3. The AutoQT-FRET method based on primary imaging measurement system correction factors according to claim 1, characterized in that:

the types of i in the step (1) are 2-4;

the number ratio of the FRET plasmid as a donor to an acceptor in the (1) part is 1: n or n: 1, n is more than or equal to 1;

the value range of M in the third step (2) is that M is more than or equal to 20;

the value range of m in the third step (2) is that m is more than or equal to 80;

the value range of R in the step (2) is more than or equal to 10 and less than or equal to 400;

the numerical range of N in the step (5) is as follows: n is more than or equal to 15.

4. The AutoQT-FRET method based on primary imaging measurement system correction factors according to claim 3, characterized in that:

the number ratio of the FRET plasmid as a donor to an acceptor in the (1) part is 1: 1, a FRET plasmid;

the value range of M in the third step (2) is that M is more than or equal to 40;

the value range of m in the third step (2) is that m is more than or equal to 250;

the numerical range of N in the step (5) is as follows: n is more than or equal to 40.

5. The AutoQT-FRET method based on primary imaging measurement system correction factors of claim 4, characterized in that:

the FRET plasmid in the step (1) is at least two of C5V, C17V, C32V and CTV;

the value range of M in the third step (2) is that M is more than or equal to 50;

the value range of m in the third step (2) is that m is more than or equal to 500.

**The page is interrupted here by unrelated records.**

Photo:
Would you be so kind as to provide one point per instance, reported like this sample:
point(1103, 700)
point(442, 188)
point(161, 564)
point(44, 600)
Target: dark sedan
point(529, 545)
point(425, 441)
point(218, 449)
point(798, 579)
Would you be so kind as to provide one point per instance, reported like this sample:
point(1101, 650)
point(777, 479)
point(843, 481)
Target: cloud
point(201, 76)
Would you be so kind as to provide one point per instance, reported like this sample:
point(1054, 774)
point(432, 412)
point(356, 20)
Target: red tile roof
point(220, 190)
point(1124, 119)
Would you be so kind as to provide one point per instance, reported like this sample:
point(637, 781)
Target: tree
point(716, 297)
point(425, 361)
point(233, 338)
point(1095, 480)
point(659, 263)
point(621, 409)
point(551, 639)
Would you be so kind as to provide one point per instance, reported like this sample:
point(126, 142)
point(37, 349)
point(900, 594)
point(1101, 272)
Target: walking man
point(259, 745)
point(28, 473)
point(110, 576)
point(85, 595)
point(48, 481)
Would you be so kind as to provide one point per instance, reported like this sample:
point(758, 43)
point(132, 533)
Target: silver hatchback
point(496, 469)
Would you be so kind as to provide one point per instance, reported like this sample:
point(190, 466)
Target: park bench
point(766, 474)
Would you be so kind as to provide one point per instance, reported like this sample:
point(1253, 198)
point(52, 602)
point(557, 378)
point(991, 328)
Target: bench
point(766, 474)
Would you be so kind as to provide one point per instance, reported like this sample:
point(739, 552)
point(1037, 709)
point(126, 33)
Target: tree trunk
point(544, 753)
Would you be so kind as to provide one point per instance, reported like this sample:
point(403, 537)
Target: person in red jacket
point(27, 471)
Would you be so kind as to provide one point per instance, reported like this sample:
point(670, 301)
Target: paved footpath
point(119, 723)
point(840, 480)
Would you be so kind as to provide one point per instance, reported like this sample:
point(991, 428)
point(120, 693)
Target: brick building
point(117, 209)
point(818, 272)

6. The AutoQT-FRET method based on primary imaging measurement system correction factors according to claim 1, characterized in that:

7. The AutoQT-FRET method based on primary imaging measurement system correction factors according to claim 1, characterized in that:

the cells in the first step and the second step are Hela cells.

8. The AutoQT-FRET method based on primary imaging measurement system correction factors according to claim 1, characterized in that:

the selection of the m cells in the third step (2) is realized by the following mode: placing a sample container carrier filled with cells of transfection plasmids under a wide-field fluorescence microscope, firstly selecting M visual fields, then selecting cells from each visual field, and selecting M cells for measurement; wherein M is more than or equal to 10, and M is more than or equal to 10;

the number of the selected cells in each field of view is 1 or more.

9. The AutoQT-FRET method based on primary imaging measurement system correction factors according to claim 1, characterized in that:

the sample container carrier in the first step and the second step is a cell culture dish, a pore plate or a glass slide;

three channels I described in step (2)_DD、I_AA、I_DAThe image is an image of 2048 × 2048 pixels, 1024 × 1024 pixels, or 512 × 512 pixels.

10. The application of the AutoQT-FRET method based on the primary imaging measurement system correction factor in the measurement system correction factor in any one of claims 1 to 9 is characterized in that:

the system correction factors are system correction factors G and beta.